= Waubra Foundation =

Australian lobbying group

The Waubra Foundation was an Australian lobby that opposed wind farms and promoted the controversial wind turbine syndrome. The foundation was founded by Peter Mitchell, a director of several oil and gas companies. The foundation described itself as an advocacy group for properly conducted, multidisciplinary research into alleged health problems reported by people living in the vicinity of wind turbines and other industrial uses. The foundation was named after the town of Waubra, Victoria, Australia, but is not linked to it in any other way. The town is home to the 128 turbines at Waubra Wind Farm.

==Pseudoscientific claims==
Claims made by the Waubra Foundation relating to wind turbine syndrome and wind farm syndrome are considered pseudoscientific and are not recognised as actual diseases by any international disease classification system, nor do they appear in any title or abstract in the United States National Library of Medicine's PubMed database. Wind turbine syndrome has been characterized as pseudoscience. Since 2003, 25 reviews have been published of the scientific literature on wind turbines and health. These studies have consistently found no reason to believe that wind turbines are harmful to health.

== History ==
The Foundation was originally known as the 'Waubra Disease Foundation' after claims that health problems reported by some residents of Waubra were caused by wind turbines. The Waubra Foundation has claimed that wind turbines have a mental and physical health impact on some people, largely as a result of infrasound. The Foundation claims the following symptoms are consistent with the impacts of wind turbine proximity: sleep disturbance, headache including migraines, tinnitus, ear pressure (often described as painful), balance problems / dizziness, vertigo, nausea, visual blurring, irritability, problems with concentration and memory, panic episodes, and tachycardia (fast heart rate). In 2009, the term Wind Turbine Syndrome was coined to encompass the broad range of symptoms described by complainants living near turbines. The foundation has published reports from sufferers of wind turbine syndrome symptoms living as far as 17 kilometres from the nearest turbine.

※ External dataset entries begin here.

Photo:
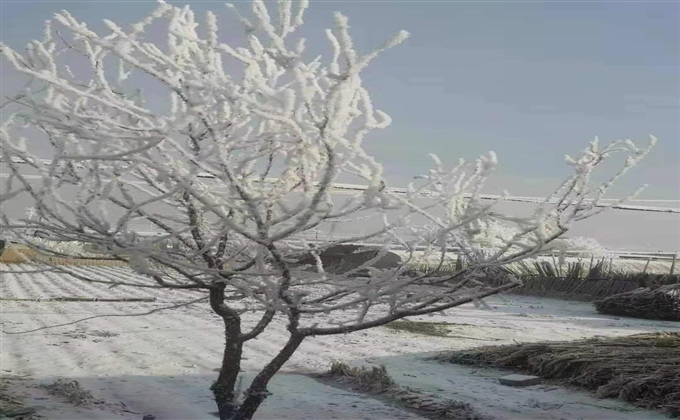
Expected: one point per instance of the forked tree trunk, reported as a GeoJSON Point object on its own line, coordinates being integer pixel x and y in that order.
{"type": "Point", "coordinates": [257, 392]}
{"type": "Point", "coordinates": [224, 387]}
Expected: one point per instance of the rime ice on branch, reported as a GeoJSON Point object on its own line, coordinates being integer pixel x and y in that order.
{"type": "Point", "coordinates": [274, 129]}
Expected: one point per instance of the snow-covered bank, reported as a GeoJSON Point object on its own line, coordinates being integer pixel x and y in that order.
{"type": "Point", "coordinates": [163, 364]}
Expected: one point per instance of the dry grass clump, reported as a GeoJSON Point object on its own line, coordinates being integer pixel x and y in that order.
{"type": "Point", "coordinates": [71, 391]}
{"type": "Point", "coordinates": [641, 369]}
{"type": "Point", "coordinates": [377, 381]}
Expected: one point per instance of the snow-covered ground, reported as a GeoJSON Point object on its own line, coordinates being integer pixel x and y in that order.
{"type": "Point", "coordinates": [163, 364]}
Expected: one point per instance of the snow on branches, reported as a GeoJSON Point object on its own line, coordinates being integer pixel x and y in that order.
{"type": "Point", "coordinates": [236, 162]}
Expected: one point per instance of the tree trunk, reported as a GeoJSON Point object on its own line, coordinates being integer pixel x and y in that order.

In November 2013, Senator Richard Di Natale, at that time health spokesperson for the Australian Greens, and former general practitioner, lodged a written complaint with both the Australian Charities and Not-for-profits Commission (ACNC) and the Australian Taxation Office, questioning the Waubra Foundation's qualification as a health promotion charity, on the basis that the foundation’s claims are false and misleading, and that they might actually be causing harm. On 11 December 2014, the ACNC revoked the foundation’s registration as a health promotion charity, with the Assistant Commissioner saying, "It is not possible for me to find that the Foundation's principal activity promotes the prevention or control of disease in human beings". In December 2017, the decision was affirmed after a failed appeal.

As of June 2024, the foundation appeared to be inactive.